Massachusetts next generation solar incentive

Friday, October 28, 2016

The Massachusetts Department of Energy Resources is developing a new solar incentive program.  DOER released its proposal for the next generation of solar incentives on September 23, 2016. 

The 2016 legislation, An Act Relative to Solar Energy, included an extension and expansion of net metering, a policy which has supported the development of most solar projects in Massachusetts to date.  But because the state's solar renewable energy certificate (SREC) program is reaching its end, the recent law also directed the Department to "develop a statewide solar incentive program to encourage the continued development of solar renewable energy generating sources by residential, commercial, governmental and industrial electricity customers."

The 2016 law specified certain required characteristics of the "next generation" solar incentive program, including that it must be one which: "promotes the orderly transition to a stable and self-sustaining solar market at a reasonable cost to ratepayers," considers underlying system costs, takes into account electricity revenues and incentives, relies on market-based mechanisms or price signals, minimizes costs and barriers, features a declining incentive framework, differentiates incentive levels, "ensures that the utility customer realizes the direct benefits of the solar incentive program," considers the value of distributed generation and encourages solar generation where it benefits the distribution system, shares program costs collectively among all ratepayers, and promotes investor confidence through long-term incentive revenue certainty and market stability.

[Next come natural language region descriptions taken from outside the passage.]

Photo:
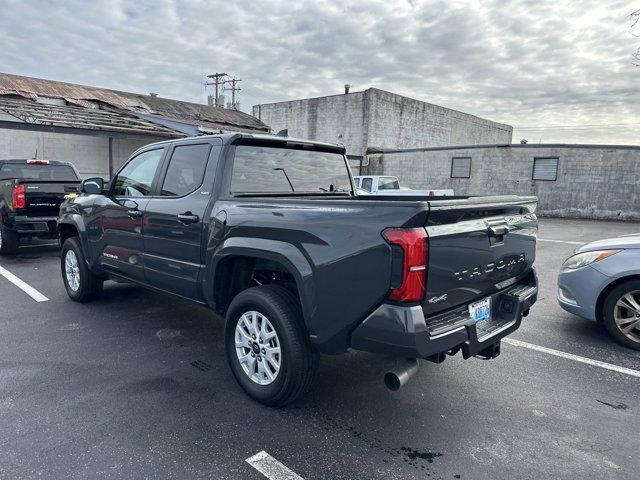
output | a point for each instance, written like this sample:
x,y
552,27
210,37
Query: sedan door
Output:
x,y
175,219
119,244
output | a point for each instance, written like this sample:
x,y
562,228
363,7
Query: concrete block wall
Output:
x,y
599,182
333,119
376,118
89,153
394,121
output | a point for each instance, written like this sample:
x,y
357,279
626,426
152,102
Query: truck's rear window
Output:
x,y
259,169
37,172
388,183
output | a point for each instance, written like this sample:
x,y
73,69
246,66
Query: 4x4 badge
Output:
x,y
438,299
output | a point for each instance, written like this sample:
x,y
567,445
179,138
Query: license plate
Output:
x,y
481,310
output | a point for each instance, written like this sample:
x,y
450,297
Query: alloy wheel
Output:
x,y
626,314
72,270
258,348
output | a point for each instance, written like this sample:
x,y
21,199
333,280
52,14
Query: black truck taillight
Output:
x,y
19,199
414,243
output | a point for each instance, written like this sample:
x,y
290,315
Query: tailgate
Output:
x,y
43,199
477,247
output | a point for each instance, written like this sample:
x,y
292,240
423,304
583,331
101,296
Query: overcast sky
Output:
x,y
563,66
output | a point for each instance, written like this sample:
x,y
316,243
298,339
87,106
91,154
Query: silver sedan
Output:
x,y
600,281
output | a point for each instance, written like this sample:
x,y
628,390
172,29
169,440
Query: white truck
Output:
x,y
386,185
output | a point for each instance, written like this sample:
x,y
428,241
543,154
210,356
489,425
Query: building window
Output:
x,y
545,168
460,167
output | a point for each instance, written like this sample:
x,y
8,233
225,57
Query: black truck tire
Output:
x,y
632,338
82,284
286,376
8,241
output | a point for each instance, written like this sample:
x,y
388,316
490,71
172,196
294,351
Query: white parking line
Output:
x,y
576,358
25,287
560,241
271,468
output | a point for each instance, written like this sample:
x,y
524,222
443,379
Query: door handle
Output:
x,y
498,230
187,217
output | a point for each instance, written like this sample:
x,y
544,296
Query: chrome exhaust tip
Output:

DOER released its "Next Generation Incentive Straw Proposal" on September 23.  Highlights include:

  • DOER believes that a tariff-based incentive program would be best mechanism to continue supporting solar at the lowest cost to ratepayers.
  • Incentive values would be based primarily on project size, with "adders" for different types of project (based on location, off-taker, or policy considerations like promoting energy storage).
  • Project eligibility criteria include being connected to the electric grid in Massachusetts, interconnected on or after January 1, 2017, and not being qualified under the previous SREC I or SREC II programs.
  • Siting criteria are included - for example, ground mounted projects would be prohibited if sited in certain wetlands, prime farmlands or forest land, or permanently protected open space.
  • Changes to "solar canopy" policy, to allow solar canopies to be installed on agricultural land and over canals.
  • Additional support for solar facilities serving low-income properties.
DOER noted that implementing this vision would require rulemaking by DOER, as well as a proceeding before the Department of Public Utilities regarding tariffs.

DOER is accepting written comments on the proposed program design until October 28, 2016.